Mr. Cheney could open the meeting with his low growl by telling the Sunnis: "Look, you guys don't want to compromise, fine. Then we'll just leave you to the tender mercies of the Shiites, who vastly outnumber you."

To the Shiites: "You want to rule Iraq and control the oil without real regard to the Sunnis? Well, you're going to rule over nothing but a boiling pot, unless you compromise."

And to the Kurds he could say: "You've behaved most responsibly. Stick with it. If Iraq falls apart, we will make sure you're taken care of. We won't ignore the fact that you've built an impressively decent, democratizing society in your region."

After getting their attention, Mr. Cheney could start cracking heads on the key issues:

First, the Shiite alliance has to come up with a new candidate for prime minister, acceptable to all parties.

Second, the constitution has to be revised so the Sunnis do not feel that the Kurds and Shiites are breaking off their own chunks of Iraq, along with their oil resources.

Third, the Sunnis need to produce a credible plan for ending their insurgency.

Fourth, the parties have to agree on an inner cabinet, with ministers from each community, which will make all key decisions in coordination with the new prime minister.

Fifth, this inner cabinet has to draw up a plan for governing Iraq from the center — and not from any one faction.

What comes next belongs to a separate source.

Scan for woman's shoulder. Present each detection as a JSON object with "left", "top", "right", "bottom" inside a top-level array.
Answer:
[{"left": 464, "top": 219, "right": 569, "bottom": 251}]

Mr. Cheney could then conclude: "Read my lips — these are the minimum requirements for a decent government in Iraq. If Iraqis step up, Americans will want to stick it out. If Iraqis won't step up, Americans will want to step out. The American people are ready to midwife your democracy, but not to baby-sit your civil war."

Mr. Cheney, this is your Kodak moment. Iraqis are notoriously difficult and fractious. You've got the time and the mean streak to deal with them. They'll get serious if you're in the room. But just in case, bring along your shotgun. This is a good job for someone with bad aim.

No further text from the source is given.